Philippines Piracy: China, U.S. and Japan to Assist Philippines?

Crude Oil Flows in the South China Sea
The Republic of the Philippines sits on major sea lines of communication (SLOCs) which makes those nations that use those SLOCs have a vested interest in keeping them open for use for ships to transit them free of action by pirates and/or terrorists who would disrupt the flow of goods and petroleum on these SLOCs.

The Philippines, about as near to a failed state as one can get without actually being Somalia, knows  that it needs help in patrolling its own waters from the scourge of entities like the formerly al Qaeda affiliated - now ISIS pledged Abu Sayyaf and other terrorist groups that seek to peel away the Muslim majority southern Philippine islands from the ROP. So, the Philippines seeks US, China help to fight pirates:
U.S. National Counterterrorism Center map

The Philippines is seeking US and Chinese help to guard a major sea lane as Islamic militants shift attacks to international shipping, officials said on Wednesday.
Manila does not want the Sibutu Passage between Malaysia’s Sabah state and the southern Philippines to turn into a Somalia-style pirate haven, coastguard officials said.
The deep-water channel, used by 13,000 vessels each year, offers the fastest route between Australia and the manufacturing powerhouses China, Japan and South Korea, they added.
In the past year Abu Sayyaf gunmen from the southern Philippines have boarded ships and kidnapped dozens of crewmen for ransom in waters between Malaysia, Indonesia and the Philippines, raising regional alarm.

Indonesia has warned the region could become the “next Somalia” and the International Maritime Bureau says waters off the southern Philippines are becoming increasingly dangerous.
In addition to the U.S. and China, the ROP reports that Japan has offered to "assist" in this situation, as set out here:
Japan has offered to send patrol ships to deal with a growing piracy threat in the southern Philippine waters bordering Indonesia and Malaysia, a senior Philippine defense official said on Tuesday.
A surge in piracy off parts of the southern Philippines is forcing ship-owners to divert vessels through other waters, pushing up costs and shipping times. Dozens of sailors have been taken captive by Abu Sayyaf.
Japanese vice minister Ro Manabe offered the assistance at a meeting in Tokyo on Friday and expressed readiness to contribute to efforts by the Philippines, Malaysia and Indonesia "in addressing piracy and terrorism", said Raymund Quilop, assistant defense minister for assessments and international affairs.
A senior Japanese defense ministry official, however, gave a different account of the Tokyo meeting and said no offer of patrols was made to the Philippines, just "capacity building".
Leaders from the two countries agreed last fall that Japan would give the Philippines high-speed small boats for its counter-terrorism efforts, but it was not clear if that was part of the apparent offer made by Manabe.
I don't think any of the nations that are mentioned have any desire to see the ROP actually fall into full failure mode and they surely want to have this affected SLOCs clear for normal merchant transits.
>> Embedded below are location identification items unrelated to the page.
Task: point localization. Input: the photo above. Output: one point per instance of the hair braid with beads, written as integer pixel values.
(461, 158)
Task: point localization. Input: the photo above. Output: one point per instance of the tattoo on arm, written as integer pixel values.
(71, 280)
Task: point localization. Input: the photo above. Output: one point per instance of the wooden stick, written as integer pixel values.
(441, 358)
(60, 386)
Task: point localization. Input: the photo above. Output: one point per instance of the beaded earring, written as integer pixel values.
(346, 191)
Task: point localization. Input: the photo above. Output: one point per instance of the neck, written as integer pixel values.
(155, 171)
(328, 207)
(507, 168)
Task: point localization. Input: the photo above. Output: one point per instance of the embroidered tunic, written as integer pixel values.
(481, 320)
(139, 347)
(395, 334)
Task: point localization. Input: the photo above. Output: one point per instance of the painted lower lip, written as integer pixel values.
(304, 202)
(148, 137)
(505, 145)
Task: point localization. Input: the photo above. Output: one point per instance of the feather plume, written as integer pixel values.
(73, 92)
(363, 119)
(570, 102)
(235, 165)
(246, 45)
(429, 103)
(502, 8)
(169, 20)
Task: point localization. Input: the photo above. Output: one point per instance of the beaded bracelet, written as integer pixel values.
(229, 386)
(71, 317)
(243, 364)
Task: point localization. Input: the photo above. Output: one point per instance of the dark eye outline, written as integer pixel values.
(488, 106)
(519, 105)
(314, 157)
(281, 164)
It should also be noted that Australia has made long-term commitments to aid the ROP. See here:
Total Australian Official Development Assistance (ODA) to the Philippines will be an estimated $81.9 million in 2016-17. Our economic partnership with the Philippines will focus all elements of our trade, investment and aid initiatives working together to promote growth.

Australia delivers targeted advice and technical assistance that aims to have a catalytic effect both on reform efforts and capacity development of the Philippine Government. Given the Philippines’ current positive economic position we will shift focus from basic service delivery, such as classroom construction, towards supporting the Philippine Government to better manage its own resources.

The strategic direction of Australian aid to the Philippines is informed by the Australian Government’s development policy Australian aid: promoting prosperity, reducing poverty, enhancing stability; Australia’s national interests; by our ability to add value; and our previous development results. Australia’s aid will align with the priorities of the Philippines Government which is seeking to put the country on the path of accelerated and inclusive development. The Philippine Government has had an ambitious reform agenda in recent years to tackle poverty, improve governance and address corruption, while pushing through important social sector reforms, including education, and promoting peace in the Southern Philippines.
UPDATE: Fixed a portion that was somehow turned into gibberish when first posted.

1 comment:

  1. Anonymous4:37 PM

    I'm not a LCS fan, but with all the islands in the Phillipines, wouldn't this be a good area for LCS to help out with anti-piracy?